Carr makes an important conceptual contribution to the debate. He notes that communications companies were historically either conversation-based (telegraphs, phones, and the like) or broadcast-based (network news and newspapers) but that social media companies today blend these roles to an unprecedented degree. He argues that the law should distinguish between these two forms of communication and regulate accordingly. First, for private, conversational speech, platforms should behave as common carriers: simply distribute exchanges without censorship while maintaining strict privacy, meaning no collecting data to monetize those exchanges. Second, the FCC or a similar agency should directly regulate public-facing broadcasting in accordance with the “spirit of the common good” or “public interest” — just as radio airwaves have long been regulated. I wholeheartedly agree with Carr’s first point. That’s why I’ve introduced legislation to end the data-hungry and anti-privacy measures put in place by dominant social media companies.
But I cannot get on board with Carr’s second point. Giving executive officials authority to regulate broadcast media under a vague “public interest” standard has traditionally been justified legally by appealing to inherent natural limitations, such as the scarcity of broadcast spectrum. But as Carr seems to acknowledge, it is not clear that similar constraints legally justify transposing that standard into the digital arena.

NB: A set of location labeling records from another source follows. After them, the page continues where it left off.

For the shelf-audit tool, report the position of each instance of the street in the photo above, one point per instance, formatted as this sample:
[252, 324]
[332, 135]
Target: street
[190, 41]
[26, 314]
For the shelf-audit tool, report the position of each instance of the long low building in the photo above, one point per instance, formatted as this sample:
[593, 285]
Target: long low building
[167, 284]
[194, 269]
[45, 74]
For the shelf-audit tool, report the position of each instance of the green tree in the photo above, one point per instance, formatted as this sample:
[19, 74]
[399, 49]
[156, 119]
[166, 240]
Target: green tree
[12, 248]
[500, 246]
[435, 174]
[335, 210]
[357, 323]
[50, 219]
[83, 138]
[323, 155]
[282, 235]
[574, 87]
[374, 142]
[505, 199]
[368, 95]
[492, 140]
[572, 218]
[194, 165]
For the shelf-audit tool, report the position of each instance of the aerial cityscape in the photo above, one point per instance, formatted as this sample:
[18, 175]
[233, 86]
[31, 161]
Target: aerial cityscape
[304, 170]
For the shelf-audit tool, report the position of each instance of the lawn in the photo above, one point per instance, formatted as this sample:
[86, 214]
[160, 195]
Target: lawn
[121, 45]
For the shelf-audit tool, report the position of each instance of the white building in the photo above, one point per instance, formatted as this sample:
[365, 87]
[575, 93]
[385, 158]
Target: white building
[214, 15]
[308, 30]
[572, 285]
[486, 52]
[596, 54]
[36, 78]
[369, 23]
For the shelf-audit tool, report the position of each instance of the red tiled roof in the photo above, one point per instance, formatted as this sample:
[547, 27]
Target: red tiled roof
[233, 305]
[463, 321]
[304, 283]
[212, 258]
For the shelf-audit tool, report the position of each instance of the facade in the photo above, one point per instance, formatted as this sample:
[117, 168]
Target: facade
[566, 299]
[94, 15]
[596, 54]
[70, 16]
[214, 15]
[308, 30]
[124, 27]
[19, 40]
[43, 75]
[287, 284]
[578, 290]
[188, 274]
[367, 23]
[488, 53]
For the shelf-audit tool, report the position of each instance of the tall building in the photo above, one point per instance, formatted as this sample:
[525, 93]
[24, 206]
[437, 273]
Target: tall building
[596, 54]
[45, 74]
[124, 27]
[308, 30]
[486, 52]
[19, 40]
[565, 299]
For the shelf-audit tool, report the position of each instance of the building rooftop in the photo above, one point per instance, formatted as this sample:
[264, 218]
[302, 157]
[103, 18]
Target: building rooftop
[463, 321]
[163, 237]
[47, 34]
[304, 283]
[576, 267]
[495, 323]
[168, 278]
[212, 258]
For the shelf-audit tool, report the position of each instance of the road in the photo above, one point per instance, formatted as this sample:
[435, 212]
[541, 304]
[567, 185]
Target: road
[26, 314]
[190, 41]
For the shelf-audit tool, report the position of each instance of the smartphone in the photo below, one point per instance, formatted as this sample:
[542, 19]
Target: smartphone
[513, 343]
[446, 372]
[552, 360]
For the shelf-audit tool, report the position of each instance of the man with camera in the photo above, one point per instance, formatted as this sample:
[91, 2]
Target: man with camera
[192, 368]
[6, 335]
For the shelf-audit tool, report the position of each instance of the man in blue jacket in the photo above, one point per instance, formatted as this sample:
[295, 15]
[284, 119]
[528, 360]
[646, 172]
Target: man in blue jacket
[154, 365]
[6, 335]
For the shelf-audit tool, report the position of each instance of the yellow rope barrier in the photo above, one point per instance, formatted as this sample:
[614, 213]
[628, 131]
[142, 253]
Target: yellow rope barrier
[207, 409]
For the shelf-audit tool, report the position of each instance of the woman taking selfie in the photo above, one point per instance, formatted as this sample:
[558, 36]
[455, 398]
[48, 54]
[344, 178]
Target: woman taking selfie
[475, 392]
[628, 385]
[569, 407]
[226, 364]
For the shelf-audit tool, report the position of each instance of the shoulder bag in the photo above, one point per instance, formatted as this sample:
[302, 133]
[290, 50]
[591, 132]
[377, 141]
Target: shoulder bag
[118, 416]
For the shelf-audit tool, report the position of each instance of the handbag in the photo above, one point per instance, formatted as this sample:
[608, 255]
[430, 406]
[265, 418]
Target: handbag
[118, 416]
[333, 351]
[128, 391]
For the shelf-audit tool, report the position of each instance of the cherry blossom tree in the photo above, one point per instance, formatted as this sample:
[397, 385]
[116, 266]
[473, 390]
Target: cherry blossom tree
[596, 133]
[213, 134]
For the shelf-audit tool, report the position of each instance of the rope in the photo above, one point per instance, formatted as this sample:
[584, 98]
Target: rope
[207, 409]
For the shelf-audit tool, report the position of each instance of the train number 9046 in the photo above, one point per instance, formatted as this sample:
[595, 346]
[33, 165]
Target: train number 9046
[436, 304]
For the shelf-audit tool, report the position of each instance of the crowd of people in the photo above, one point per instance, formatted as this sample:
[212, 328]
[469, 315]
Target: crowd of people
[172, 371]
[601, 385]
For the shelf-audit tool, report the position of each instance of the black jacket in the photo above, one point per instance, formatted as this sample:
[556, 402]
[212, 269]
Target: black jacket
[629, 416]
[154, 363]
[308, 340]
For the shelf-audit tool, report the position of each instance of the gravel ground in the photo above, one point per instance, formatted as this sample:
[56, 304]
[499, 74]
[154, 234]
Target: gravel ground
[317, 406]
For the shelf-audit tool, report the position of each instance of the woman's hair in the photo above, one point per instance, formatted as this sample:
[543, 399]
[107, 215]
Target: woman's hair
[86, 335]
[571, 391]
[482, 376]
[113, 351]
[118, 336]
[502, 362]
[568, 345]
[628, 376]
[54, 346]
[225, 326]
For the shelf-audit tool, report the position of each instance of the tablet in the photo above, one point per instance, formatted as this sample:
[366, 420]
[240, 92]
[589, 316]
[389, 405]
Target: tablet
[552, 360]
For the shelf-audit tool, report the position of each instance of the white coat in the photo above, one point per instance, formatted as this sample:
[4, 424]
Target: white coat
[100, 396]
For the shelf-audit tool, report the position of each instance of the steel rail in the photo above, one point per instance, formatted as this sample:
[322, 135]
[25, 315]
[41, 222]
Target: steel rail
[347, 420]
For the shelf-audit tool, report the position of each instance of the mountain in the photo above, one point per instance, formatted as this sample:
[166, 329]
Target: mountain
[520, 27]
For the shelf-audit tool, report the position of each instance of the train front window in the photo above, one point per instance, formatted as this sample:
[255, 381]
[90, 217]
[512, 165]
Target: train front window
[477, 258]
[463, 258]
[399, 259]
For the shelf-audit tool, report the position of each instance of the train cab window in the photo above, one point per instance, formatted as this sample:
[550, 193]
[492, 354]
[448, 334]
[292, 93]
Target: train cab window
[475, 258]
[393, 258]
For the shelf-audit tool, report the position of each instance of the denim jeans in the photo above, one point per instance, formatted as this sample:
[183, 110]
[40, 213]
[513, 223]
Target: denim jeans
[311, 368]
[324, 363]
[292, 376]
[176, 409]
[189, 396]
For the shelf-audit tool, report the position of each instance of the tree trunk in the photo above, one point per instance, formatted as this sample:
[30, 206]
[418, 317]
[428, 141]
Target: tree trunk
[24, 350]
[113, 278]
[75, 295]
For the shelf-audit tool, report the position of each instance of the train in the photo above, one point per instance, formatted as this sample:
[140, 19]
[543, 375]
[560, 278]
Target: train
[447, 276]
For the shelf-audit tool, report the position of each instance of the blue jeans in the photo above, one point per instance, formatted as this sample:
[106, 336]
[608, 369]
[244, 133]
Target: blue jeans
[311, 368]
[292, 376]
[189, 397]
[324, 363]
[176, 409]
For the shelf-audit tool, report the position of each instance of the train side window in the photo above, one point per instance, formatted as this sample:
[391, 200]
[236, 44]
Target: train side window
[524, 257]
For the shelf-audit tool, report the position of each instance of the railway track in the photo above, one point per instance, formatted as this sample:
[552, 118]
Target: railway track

Even assuming we could transpose that standard, I would not. To call for regulating broadcaster-users in the “public interest,” as Carr does, is to assume there’s an agreed-upon set of institutions and experts that could identify the public interest and arbitrate the inevitable controversies that would arise. There isn’t. We have, for example, prominent voices in this country who increasingly argue that the “public interest” requires labeling dissent from approved narratives as “misinformation” that must be suppressed. And just this past year, many organizations and former FCC commissioners argued before the Supreme Court that the “public interest” demands race-based regulations. There is some truth underlying Carr’s proposal. Much blame for today’s situation can be laid at the hands of Congress, which for too long took a laissez-faire approach to social media. But the solution is not to police individual “broadcasters” on social media platforms.
Rather, the solution must reckon with the fact that social media is administered by a handful of dominant, hyper-concentrated players, with more-or-less overt ideological commitments of their own. The place for public oversight is to ensure that the few people who control these dominant firms allow a wide range of voices to be heard. Carr presents dynamism as a feature — the selling point — of the public-interest standard. But real competition in the social media marketplace — which we have not had in a long time — can be just as dynamic.
To start, large social media companies should be required to become interoperable with one another: Just as you can email someone who uses a different email provider than your own, you should be able to contact and engage with individuals across different social media platforms. In the same vein, large social media companies should be required to permit the use of alternate filtering and sorting algorithms — democratizing content moderation by allowing users to choose which content they wish to view or block, rather than relying on the black-box internal processes of an individual, hyper-concentrated company.
Further, Section 230 should be amended to allow dominant companies to be held liable for civil damages when they enforce their own terms of service unfairly or when their products, including algorithms, prove harmful. Section 230 has been interpreted wrongly to provide social media companies a nearly impregnable shield from being held accountable. The prospect of fair accountability is a powerful spur to internal reform, and it impedes attempts by companies to become monopolies.
Lastly, federal antitrust laws must be reformed to prevent the biggest companies from strangling the market to avoid possible competition. Offering consumers meaningful alternatives — that don’t end up getting absorbed into established market players — will prove an enduring check on the power of any particular firm.
Carr’s and my proposals would both lead to a world in which social media companies are held far more responsible for their actions in public life than they are at present. But I favor giving the American people the legal tools they need to ensure that social media serves the “public interest,” rather than trusting government regulators or individual firms to deliver on that goal through vague legal standards.